Tens of thousands of workers to strike across VW's German plants
Workers of Europe's largest carmaker Volkswagen AG gather during pay-rise protests on the grounds of VW’s main plant in Wolfsburg, Germany on Monday. — Reuters
Workers at nine Volkswagen car and component plants across Germany started two-hour strikes on Monday, bringing assembly lines to a halt as labour and management clash over the future of Europe's biggest carmaker.
Workers on their morning shifts went on strike for two hours, while those on evening shift plan to leave work early in protest at the carmaker's demands, which include a 10 per cent wage cut.

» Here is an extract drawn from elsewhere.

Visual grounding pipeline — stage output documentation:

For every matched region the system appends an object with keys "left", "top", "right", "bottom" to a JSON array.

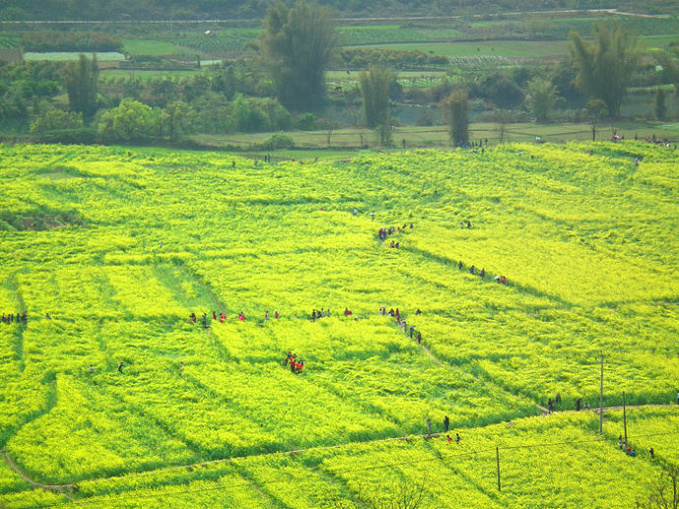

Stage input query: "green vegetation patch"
[{"left": 0, "top": 142, "right": 676, "bottom": 507}]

Volkswagen has threatened to close plants in Germany for the first time in its 87-year history, saying it needs to reduce costs and boost profit as European carmakers struggle with weak demand, high production costs, competition from Chinese rivals and a slower-than-expected electric vehicle transition.
At Volkswagen's main plant in Wolfsburg, which employs 70,000 people, a two-hour strike means several hundred cars, including the iconic Golf, cannot be built, union sources said.

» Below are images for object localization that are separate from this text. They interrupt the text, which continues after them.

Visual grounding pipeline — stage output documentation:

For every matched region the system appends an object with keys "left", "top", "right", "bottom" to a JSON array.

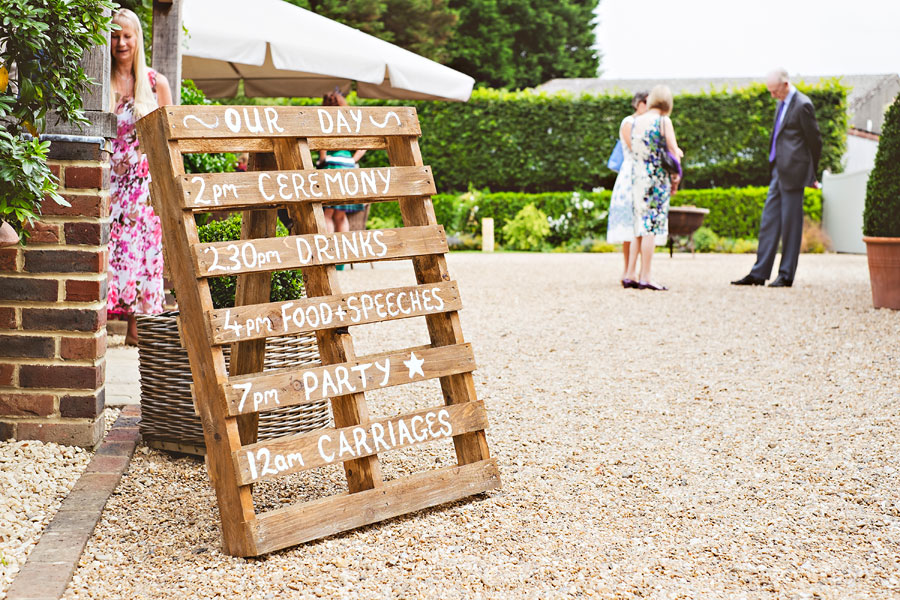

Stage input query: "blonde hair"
[
  {"left": 647, "top": 84, "right": 673, "bottom": 114},
  {"left": 110, "top": 9, "right": 158, "bottom": 119}
]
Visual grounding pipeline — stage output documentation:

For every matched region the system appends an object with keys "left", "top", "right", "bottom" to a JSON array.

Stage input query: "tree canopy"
[
  {"left": 284, "top": 0, "right": 459, "bottom": 64},
  {"left": 287, "top": 0, "right": 601, "bottom": 89},
  {"left": 445, "top": 0, "right": 601, "bottom": 89}
]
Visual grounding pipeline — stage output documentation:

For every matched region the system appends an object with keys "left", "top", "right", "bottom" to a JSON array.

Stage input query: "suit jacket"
[{"left": 770, "top": 90, "right": 823, "bottom": 191}]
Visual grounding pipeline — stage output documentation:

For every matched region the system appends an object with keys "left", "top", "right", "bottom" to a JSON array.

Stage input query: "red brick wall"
[{"left": 0, "top": 141, "right": 110, "bottom": 447}]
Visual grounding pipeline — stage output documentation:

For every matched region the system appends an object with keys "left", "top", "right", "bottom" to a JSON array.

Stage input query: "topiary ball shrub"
[
  {"left": 864, "top": 92, "right": 900, "bottom": 237},
  {"left": 197, "top": 214, "right": 304, "bottom": 309}
]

An agreement not to stage walkouts ended on Saturday, enabling industrial action across VW AG's German plants.
In addition to Wolfsburg and Hanover, which employs a further 14,000 staff, plants affected include Zwickau, VW's EV-only plant, where workers will strike on Monday and Tuesday.

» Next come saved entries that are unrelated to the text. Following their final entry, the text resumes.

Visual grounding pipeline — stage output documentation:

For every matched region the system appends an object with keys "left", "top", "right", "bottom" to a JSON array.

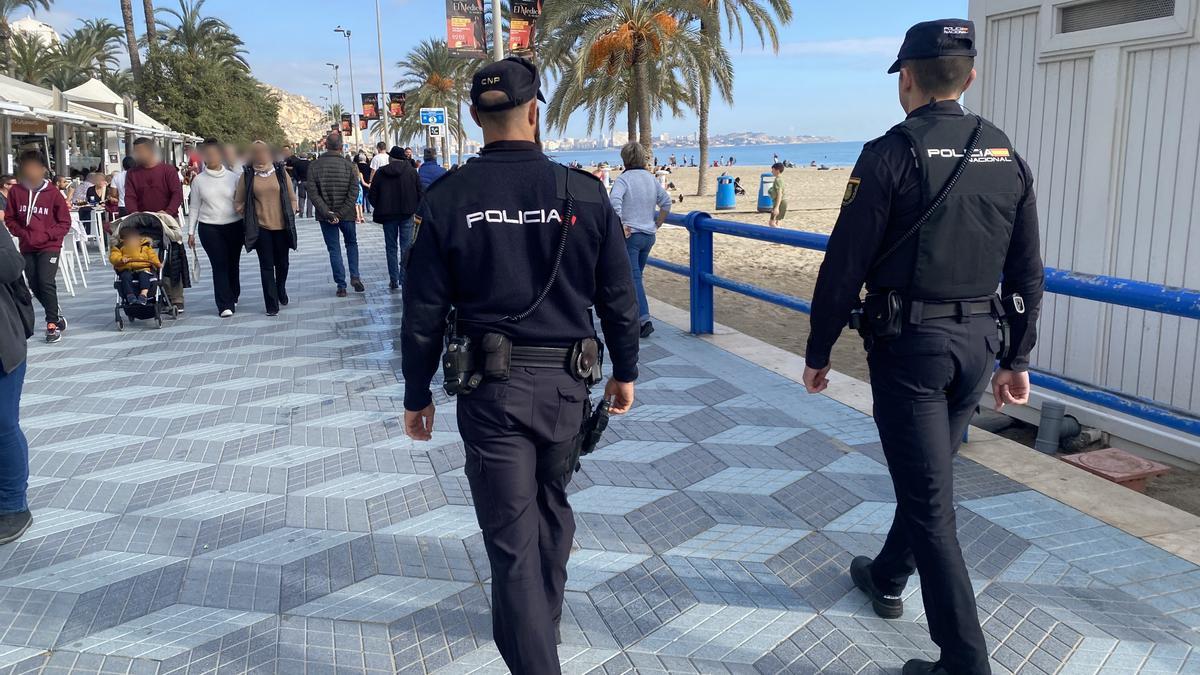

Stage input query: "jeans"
[
  {"left": 295, "top": 181, "right": 313, "bottom": 219},
  {"left": 625, "top": 231, "right": 655, "bottom": 322},
  {"left": 0, "top": 362, "right": 29, "bottom": 513},
  {"left": 255, "top": 228, "right": 290, "bottom": 313},
  {"left": 381, "top": 218, "right": 414, "bottom": 286},
  {"left": 319, "top": 220, "right": 360, "bottom": 289},
  {"left": 118, "top": 270, "right": 154, "bottom": 299},
  {"left": 198, "top": 221, "right": 244, "bottom": 313}
]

The crisis at Europe's largest carmaker has hit Germany at a time of economic uncertainty and domestic political upheaval, as well as wider turmoil among the region's automakers.
Stellantis Chief Executive Carlos Tavares resigned abruptly on Sunday after the group lost around 40 per cent of its value this year.
The VW strikes, which could escalate into 24-hour or unlimited stoppages unless a deal is struck in the next round of wage negotiations, will reduce Volkswagen's output, adding to the impact of declining deliveries and plunging profit.
"How long and how intensive this confrontation needs to be is Volkswagen's responsibility at the negotiating table," Thorsten Groeger, who leads negotiations on behalf of the IG Metall union, said.
"Anyone who ignores the workforce is playing with fire - and we know how to turn sparks into flames," he added.
Red lines for workers
Daniela Cavallo, head of Volkswagen's works council, reiterated that Volkswagen's biggest shareholders, which apart from Lower Saxony include a holding firm controlled by the Porsche and Piech families, may also have to make sacrifices with regard to the annual dividend.
She did not elaborate what that would entail.
Cavallo said the fourth round of negotiations scheduled for Dec. 9 would either result in both sides finding common ground or an escalation.
"Unfortunately, the signals recently sent by management are not really encouraging," she said, adding plant closures, mass layoffs and cuts to existing wages were red lines for workers.
A Volkswagen spokesperson said the carmaker respected the workers' right to strike and had taken steps to ensure a basic level of supplies to customers and minimise the strike's impact.
The union last week proposed measures it said would save 1.5 billion euros ($1.6 billion), including forgoing bonuses for 2025 and 2026, which management dismissed as unrealistic and delaying the inevitable.
In a speech to workers assembled on a square in Hanover on Monday, union representative Sascha Dudzik condemned management for making workers pay for what he said were executives’ mistakes, from the diesel emissions scandal to falling behind more innovative competitors in China.
“We did not make these decisions - the millionaires at the top of VW did,” he said.
Workers marched in Hanover, blowing whistles, holding flags and signs and accompanied by a four-piece band.
“We are told we are more expensive than workers in Bratislava (Slovakia), (and) in China. I’d like to know how managements’ salaries compare,” said Stavros Christidis, works council chief at the Hanover plant.
Lucia Heim, a worker at VW's Hanover plant taking part in Monday's strike, also criticised what she saw as management injustice.
"It's a twisted world: in football, trainers quit if they're not winning the game. At VW, it's the other way around. Players are being punished," she said.